The number of nests created by shorebirds in the Arctic was very similar to previous years but the nesting success rate was negatively impacted by a booming Arctic fox population, according to Manomet researchers.
Manomet’s Arctic shorebird research team returned this month from a windy field season. Shorebird Conservation Specialist Brad Winn said the foxes took a toll on all nesting birds in the study area but he warned against drawing large conclusions from one season.
“That’s why the Arctic Shorebird Demographics Network is so important,” Winn said, referring to the 15-organization effort led by Manomet and the Fish and Wildlife Service. “It’s a long-term commitment.”
Winn said the team suspected that the cause of the booming fox population this year “was the robust lemming year last year.”
“Nesting effort – the number of birds – was good,” he said. “All species except for Pectoral Sandpipers and they can shift regionally.
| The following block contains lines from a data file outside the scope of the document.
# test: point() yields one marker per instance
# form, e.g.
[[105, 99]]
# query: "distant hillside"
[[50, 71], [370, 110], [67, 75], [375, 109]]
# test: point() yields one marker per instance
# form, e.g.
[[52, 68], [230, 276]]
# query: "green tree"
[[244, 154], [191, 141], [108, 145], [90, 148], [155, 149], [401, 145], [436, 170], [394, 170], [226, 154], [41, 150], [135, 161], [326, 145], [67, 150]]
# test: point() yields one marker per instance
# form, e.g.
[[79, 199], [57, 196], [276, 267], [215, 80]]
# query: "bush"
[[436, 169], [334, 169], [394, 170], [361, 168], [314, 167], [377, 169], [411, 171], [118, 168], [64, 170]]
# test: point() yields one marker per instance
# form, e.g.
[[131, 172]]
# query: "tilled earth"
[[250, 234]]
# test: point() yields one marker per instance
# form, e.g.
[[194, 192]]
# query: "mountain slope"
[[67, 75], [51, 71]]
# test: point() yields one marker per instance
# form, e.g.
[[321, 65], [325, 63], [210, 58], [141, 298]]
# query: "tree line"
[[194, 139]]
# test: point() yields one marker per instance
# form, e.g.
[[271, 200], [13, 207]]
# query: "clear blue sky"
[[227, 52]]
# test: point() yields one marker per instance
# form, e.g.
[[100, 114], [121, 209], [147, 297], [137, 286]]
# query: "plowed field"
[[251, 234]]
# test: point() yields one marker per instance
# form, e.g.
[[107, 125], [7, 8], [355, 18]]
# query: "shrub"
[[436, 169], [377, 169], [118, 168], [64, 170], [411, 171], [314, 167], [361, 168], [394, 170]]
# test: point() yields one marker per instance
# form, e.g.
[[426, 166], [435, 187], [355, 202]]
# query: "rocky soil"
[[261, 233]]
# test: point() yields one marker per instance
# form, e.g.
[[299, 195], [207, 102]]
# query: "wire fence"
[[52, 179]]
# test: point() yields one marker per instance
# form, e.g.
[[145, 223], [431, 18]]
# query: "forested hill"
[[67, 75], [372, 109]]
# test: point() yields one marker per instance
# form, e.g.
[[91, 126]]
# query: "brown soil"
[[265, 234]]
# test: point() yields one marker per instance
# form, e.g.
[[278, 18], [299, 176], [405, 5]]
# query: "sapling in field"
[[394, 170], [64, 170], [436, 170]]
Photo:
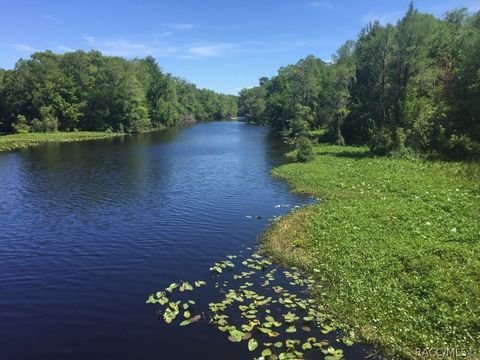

Apparently they don’t have the same site fidelity that some other species do.”
The team was tested early by extensive snow cover and high winds.
“Wind was probably the biggest factor that we experienced. It blew pretty steadily for the first two weeks that we were there. Some of our high winds were in the 40 mile per hour category with gusts in the 50s,” Winn said. “When it’s clipping along at 20 miles per hour every day it starts to wear on you. It influences everything, including your ability to hear displaying shorebirds, your ability to walk across the landscape. It’s like walking uphill all day long.”